Occasional thoughts of an Anglican Episcopal priest

Walking Away: A Post-Retirement Meditation

I didn’t intend to walk away from religion when I retired from pastoral ministry, but it is sort of happening.

After decades of writing sermons (and posting most of them in manuscript form on my blog), I thought I would keep up the discipline of reading each week’s Lectionary texts and writing a brief meditation as if I were preaching. “If I were preaching,” I would write . . . and then follow it with some personal reflection on a verse or two from the readings. I’m not a theologian (any more than in the sense that we are all theologians) nor any sort of bible scholar; I’m just a guy who occasionally has some minor insight into the meaning, or at least the application, of Holy Scripture. So I thought this would be an exercise that would keep my faith focused and maybe be of some help to preachers.

I did a couple of those and then I stopped. I stopped for good reason; I had major surgery (total knee arthroplasty) and recovery and recuperation took (and is still taking) nearly all my energy and attention.

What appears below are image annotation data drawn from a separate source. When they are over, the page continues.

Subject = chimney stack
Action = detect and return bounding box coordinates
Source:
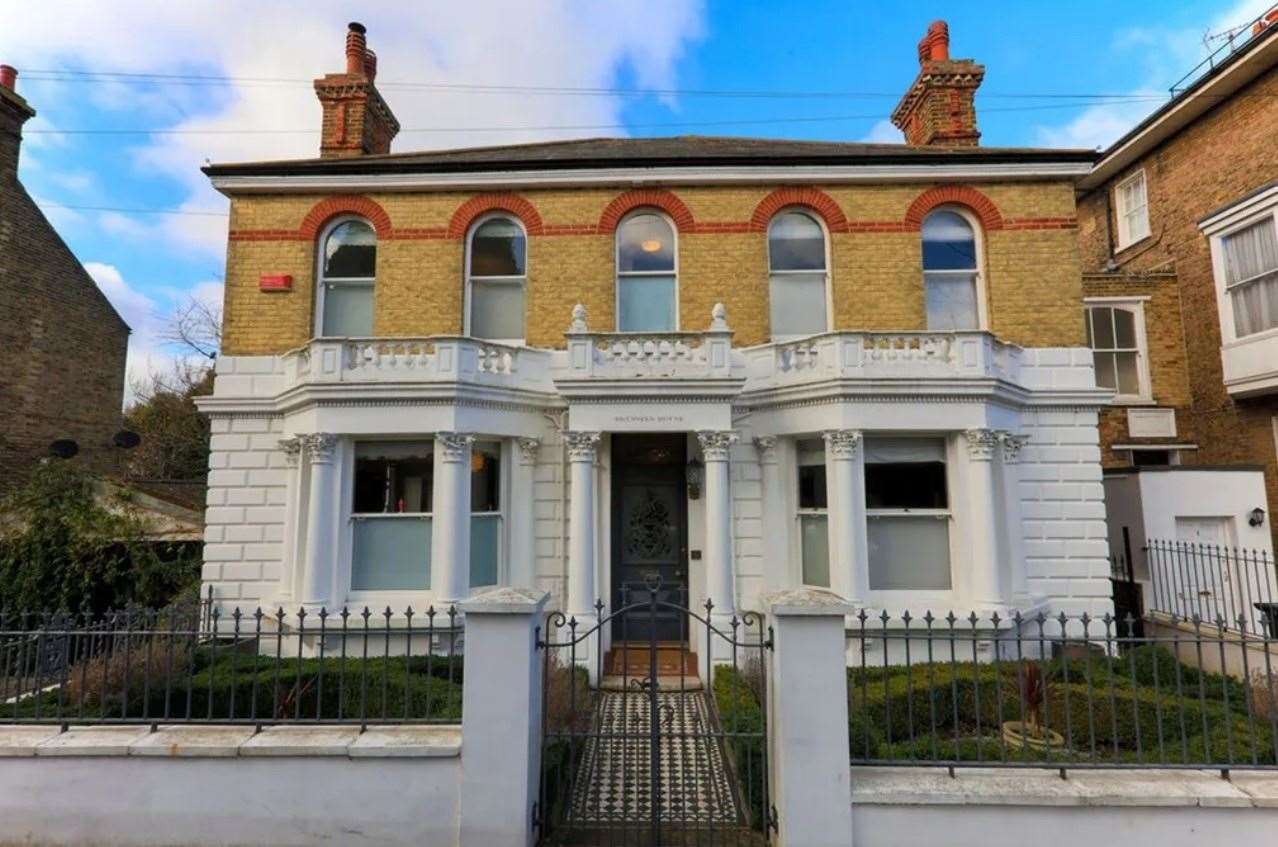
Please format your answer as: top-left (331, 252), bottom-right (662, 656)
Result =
top-left (314, 23), bottom-right (399, 158)
top-left (0, 65), bottom-right (36, 181)
top-left (892, 20), bottom-right (985, 147)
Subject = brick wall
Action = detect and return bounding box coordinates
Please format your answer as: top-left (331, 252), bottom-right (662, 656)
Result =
top-left (0, 89), bottom-right (129, 488)
top-left (224, 181), bottom-right (1082, 355)
top-left (1079, 62), bottom-right (1278, 546)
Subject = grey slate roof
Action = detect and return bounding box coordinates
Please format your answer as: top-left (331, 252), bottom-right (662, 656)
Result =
top-left (203, 135), bottom-right (1097, 176)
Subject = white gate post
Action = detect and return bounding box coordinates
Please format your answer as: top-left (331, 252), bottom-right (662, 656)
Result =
top-left (768, 589), bottom-right (852, 847)
top-left (459, 588), bottom-right (550, 847)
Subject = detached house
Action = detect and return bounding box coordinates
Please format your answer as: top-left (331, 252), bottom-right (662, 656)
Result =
top-left (201, 22), bottom-right (1111, 639)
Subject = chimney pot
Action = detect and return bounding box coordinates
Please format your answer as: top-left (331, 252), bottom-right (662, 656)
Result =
top-left (346, 20), bottom-right (368, 74)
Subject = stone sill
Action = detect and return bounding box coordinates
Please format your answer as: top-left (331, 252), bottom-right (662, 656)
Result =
top-left (851, 767), bottom-right (1278, 809)
top-left (0, 724), bottom-right (461, 759)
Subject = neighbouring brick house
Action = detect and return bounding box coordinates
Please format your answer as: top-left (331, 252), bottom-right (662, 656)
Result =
top-left (1079, 8), bottom-right (1278, 590)
top-left (199, 24), bottom-right (1111, 648)
top-left (0, 65), bottom-right (129, 489)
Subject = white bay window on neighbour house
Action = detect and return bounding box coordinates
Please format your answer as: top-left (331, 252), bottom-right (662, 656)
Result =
top-left (316, 217), bottom-right (377, 337)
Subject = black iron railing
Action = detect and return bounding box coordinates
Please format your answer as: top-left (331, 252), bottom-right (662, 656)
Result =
top-left (847, 613), bottom-right (1278, 772)
top-left (0, 603), bottom-right (463, 727)
top-left (1145, 539), bottom-right (1278, 636)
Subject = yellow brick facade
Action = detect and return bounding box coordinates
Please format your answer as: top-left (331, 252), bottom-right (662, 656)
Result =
top-left (222, 180), bottom-right (1084, 355)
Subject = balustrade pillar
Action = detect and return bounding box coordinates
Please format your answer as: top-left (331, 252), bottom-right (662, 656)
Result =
top-left (564, 432), bottom-right (599, 623)
top-left (822, 429), bottom-right (869, 606)
top-left (431, 432), bottom-right (474, 607)
top-left (294, 432), bottom-right (340, 606)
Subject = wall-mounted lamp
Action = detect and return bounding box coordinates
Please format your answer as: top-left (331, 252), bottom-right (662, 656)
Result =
top-left (688, 456), bottom-right (705, 500)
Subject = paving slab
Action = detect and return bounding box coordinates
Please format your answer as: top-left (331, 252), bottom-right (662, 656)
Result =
top-left (36, 727), bottom-right (151, 756)
top-left (239, 727), bottom-right (359, 756)
top-left (348, 727), bottom-right (461, 759)
top-left (0, 726), bottom-right (60, 758)
top-left (129, 724), bottom-right (253, 759)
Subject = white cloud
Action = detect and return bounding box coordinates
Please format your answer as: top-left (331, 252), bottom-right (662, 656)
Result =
top-left (0, 0), bottom-right (703, 256)
top-left (1034, 0), bottom-right (1273, 148)
top-left (84, 262), bottom-right (222, 405)
top-left (861, 118), bottom-right (905, 144)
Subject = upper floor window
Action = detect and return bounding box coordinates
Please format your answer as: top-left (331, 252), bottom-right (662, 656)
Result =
top-left (1114, 171), bottom-right (1149, 250)
top-left (316, 218), bottom-right (377, 337)
top-left (466, 217), bottom-right (528, 342)
top-left (768, 211), bottom-right (829, 339)
top-left (1220, 215), bottom-right (1278, 339)
top-left (923, 208), bottom-right (982, 330)
top-left (617, 212), bottom-right (679, 332)
top-left (1086, 300), bottom-right (1150, 400)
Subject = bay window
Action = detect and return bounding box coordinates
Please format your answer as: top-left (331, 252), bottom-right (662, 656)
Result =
top-left (350, 441), bottom-right (435, 591)
top-left (865, 437), bottom-right (951, 590)
top-left (797, 438), bottom-right (829, 588)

I stopped going to church, too. The first few weeks of retirement, my wife and I attended other nearby Episcopal parishes (nearby being a relative term . . . after 16 years of driving less than ten minutes to cover the two miles to church, a 40-minute drive to the nearest congregation doesn’t actually seem “nearby”). Then we visited family in another state. Then the surgery . . . and Sunday morning TV. I have on several earlier occasions commented on how I have come to understand those who stay home on Sunday morning to read newspapers, sip coffee, and watch Sunday morning television. I have found it much more restful, much more in honor of the sabbath prescription, much more spiritually uplifting than most Sunday morning experiences at church.

No longer burdened with the ministry of overseeing other people’s Sunday morning religious experience, I have tried (when attending church services) to relax into the experience of being a congregant. It’s practically impossible! My wife, no longer participating as a chorister or a eucharistic minister, has found the same.

Architecture, hymn choices, tones of voice, pronunciation of names, ritual gesture, the staging of choirs, inexplicable delays, inexplicable rushing, rubrics ignored, sermons with no point, sermons with too many points, announcements turned into sermons, prayers turned into sermons, the Peace that has become an intermission, too many people doing liturgical things, too few people involved in liturgical leadership . . . I could fill this page with all the intrusive details that capture our attention and fire our drive-home conversations, all the distractions that keep us from focusing on God, all the stage-craft and priest-craft errors (or, at least, questionable decisions) that leave us wondering what the liturgist’s point may have been. And, worst of all, the thought that for the past 28 years of parish ministry someone has been going away from every service I planned or led making those same criticisms, asking those same questions, wondering about those same worrisome details.

I was asked if I would like to take on a long-term supply gig, several weeks presiding and preaching (and attending committee meetings!) in a congregation from which a long-term pastor was retiring. After initially saying, “Yes, as soon as I’ve recovered from this surgery,” I talked it over with my spouse . . . and had to go back to the person who asked and say, “Sorry, but no.” I came to realize that after two long-term (one 10-year, one 16-year) pastorates, I need more than a few weeks to decompress. I need six months, at least.

I didn’t intend to walk away from religion. I just did. I need not to do that. I need to be intentional about it. I need to walk away from religion as a conscious choice, not simply as something that happened while I wasn’t paying attention. I need to be purposeful about ignoring architecture and rubrics and hymn choices and the liturgical decisions of worship leaders with other agendae and other sensibilities than mine.

I need to walk away on purpose. Not from faith, mind you, but from religion. On purpose. For a while.

1 Comment

  1. Chris Hansen

    Boy, did you hit a nerve there. One of my pet peeves is priests who turn the introduction to the service, or to the Gospel, into mini-sermons, complete with nattering off the tops of their pointy little heads about anything and everything. Our current Rector (only instituted a few months ago) loves to do this, with the extra added attraction that he has a heavy foreign accent that makes it difficult to understand him when he’s not following the liturgy.

    And bravo for taking a goodly amount of time off. I’ve been going to church on Sunday for decades and now that I’m giving up duties (I’ve been Sacristan for 25 years and I’m tired) I want to be less regular, and perhaps sit back and relax on Sunday.